One of the biggest reasons people neglect backing up is that they don’t know where to start, what tools to use, or how to go about it. They also think it’s going to take a lot of time, cost and effort. There are a lot of different options out there, all with their own merits. Here are just a few of the options that are open to you.
External hard drives with backup software
External hard drives are one of the most popular methods of backup; they can store large quantities of data and they are small, lightweight and portable. These come pre-packaged with software for simple and hassle free copying of files. Many of these drives come with a one-click download option, meaning all you need to do is press a button on the front of the drive or your desktop to begin an automatic backup. The capacity of external hard drives makes them ideal for backing up large volumes of data, and many of these devices simplify the process by including software (or hardware) features to automate the backup. The downside is that if you don’t take the external drive off site then if there is a localised disaster (such as a flood, fire or theft) then it will probably be damaged at the same time as your main system.
USB flash drives
USB flash drives are great for carrying around your data everywhere you go. And storage doesn’t get more compact than these. Advances in flash drives have seen lines of flash drives that come with software similar to that found on large external hard disks for quickly and automatic backing up of data. Of course, if you have a large amount of important data on your computer you’ll probably want some of the previously mentioned bigger capacity solutions to backup your whole system.

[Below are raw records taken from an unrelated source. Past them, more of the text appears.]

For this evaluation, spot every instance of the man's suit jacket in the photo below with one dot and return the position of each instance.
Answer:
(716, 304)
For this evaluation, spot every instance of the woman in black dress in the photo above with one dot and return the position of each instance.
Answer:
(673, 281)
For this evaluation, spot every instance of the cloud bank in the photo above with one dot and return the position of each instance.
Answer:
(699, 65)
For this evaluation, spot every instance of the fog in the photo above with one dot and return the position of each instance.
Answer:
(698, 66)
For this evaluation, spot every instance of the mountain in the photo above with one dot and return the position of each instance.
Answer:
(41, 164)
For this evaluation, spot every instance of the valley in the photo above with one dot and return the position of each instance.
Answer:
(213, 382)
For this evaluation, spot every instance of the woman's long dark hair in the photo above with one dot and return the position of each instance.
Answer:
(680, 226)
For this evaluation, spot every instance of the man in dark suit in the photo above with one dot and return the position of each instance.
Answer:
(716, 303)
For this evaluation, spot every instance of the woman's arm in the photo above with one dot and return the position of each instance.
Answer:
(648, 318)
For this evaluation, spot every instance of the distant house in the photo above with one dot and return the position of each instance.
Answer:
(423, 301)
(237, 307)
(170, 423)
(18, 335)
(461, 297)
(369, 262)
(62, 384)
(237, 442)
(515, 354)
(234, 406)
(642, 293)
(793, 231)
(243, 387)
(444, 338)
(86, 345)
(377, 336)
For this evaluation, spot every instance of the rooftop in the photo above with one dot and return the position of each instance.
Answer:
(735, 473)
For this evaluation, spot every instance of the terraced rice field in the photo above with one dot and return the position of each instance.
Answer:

Blank CDs and DVDs are a quick and cheap way to create extra copies of important files but they fall short in other areas. Backing up using CDs and DVDs is a slow process. Each time you want to add files to your disk, you must rewrite the entire disk and go through the entire burning process. Backing up to CD/DVDs is time consuming and difficult to automate, so you’ll have to remember to make time to backup. This solution can handle individual backups but may not suit company-wide or business-critical backups.
Windows and Mac Backup/Restore
Both Windows and Mac OS X include backup programs with the operating system that can be used in conjunction with the methods mentioned above.
The most recent version of the backup program included with Windows 7 is a vast improvement and is designed to backup your data to external drives, network drives and DVDs.
If you are a Mac user, these come with a built in program called Time Machine. Backing up your files using this method allows you to easily restore them to a previously saved point. Time Machine, which is in your dock by default and can also be found in the applications menu, can also work in conjunction with any standard USB or external hard drive.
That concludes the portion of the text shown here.